After a light warm-up of neck thrusts and snake arms, Creaser begins to introduce the students to more technical elements, such as hip thrusts and an alluring walk that emphasizes hip movement. The students are focused on Creaser's movements and try to imitate them, but there is plenty of giggling.
"It's not shimmy," Creaser says with a chuckle. "The walking shimmy is not what we're doing."
Creaser progresses from one movement to another. Each works off the previous and becomes increasingly difficult.
"That's a nice shimmy," Creaser tells a student.
Finally, the session moves to the dance's namesake when Creaser shows her students how to make their bellies ripple. She tells the students to use their hands to help guide their muscles as they push out with their upper stomach muscles while contracting the lower muscles, then reverse the order. It is not long before the students start to feel a burn.
"It's a really good core workout," Creaser says. "The exercises you do in the gym are not going to impact those muscles."
Next, the students grab their finger cymbals, or zills, and attach one to their thumb and three others to their forefingers. Creaser counts off one-two-three as the students try to keep up with the ever-quickening rhythm of the music.
"This is definitely an exercise like this," Creaser says while patting her head and rubbing her belly.
The students spend the last several minutes of class working all the new moves into a real dance. They strut, thrust and wave in time with the alternating rhythm.
"When in doubt, shimmy," Creaser says, laughing.
When the class is over, several students, including Currier, stick around for extra instruction or to try on some of the garments Creaser brought to class.
"I needed an art course and I'm not real big on the pottery thing," Currier says of her decision to take the class. "I've never done anything like this before."
What she has found is a woman-friendly environment -- one man signed up for the class but had to drop out because of a scheduling conflict -- that is supportive and uplifting. All the students are learning and trying to overcome their own reservations, Currier said.
"You have to not care what other people are looking at and if they're critiquing you," she said.
And unlike other exercises or forms of dance, belly dancing has a way of accentuating the positive for all body types.
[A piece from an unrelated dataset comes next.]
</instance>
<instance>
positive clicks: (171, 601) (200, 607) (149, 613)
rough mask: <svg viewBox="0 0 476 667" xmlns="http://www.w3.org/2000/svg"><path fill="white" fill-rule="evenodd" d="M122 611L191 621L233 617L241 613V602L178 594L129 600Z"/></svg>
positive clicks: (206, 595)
One need not possess a svelte physique to excel.
"It's a celebration of all body types," Creaser said. "Every body type there is can do a particular move better, so they're all an advantage."
By the end of the semester the students will have learned enough to continue dancing on their own, Creaser said. Many of the students are already quizzing Creaser on workshops and classes available in their hometowns.
Senior Laura Craver, a wildlife and environmental writing major from North Grosvenordale, Conn., has taken tap and jazz dance lessons in the past. Belly dancing has proved to be her passion.
"I like dancing and this seemed fun and exotic," Craver said. "After the first class I was addicted."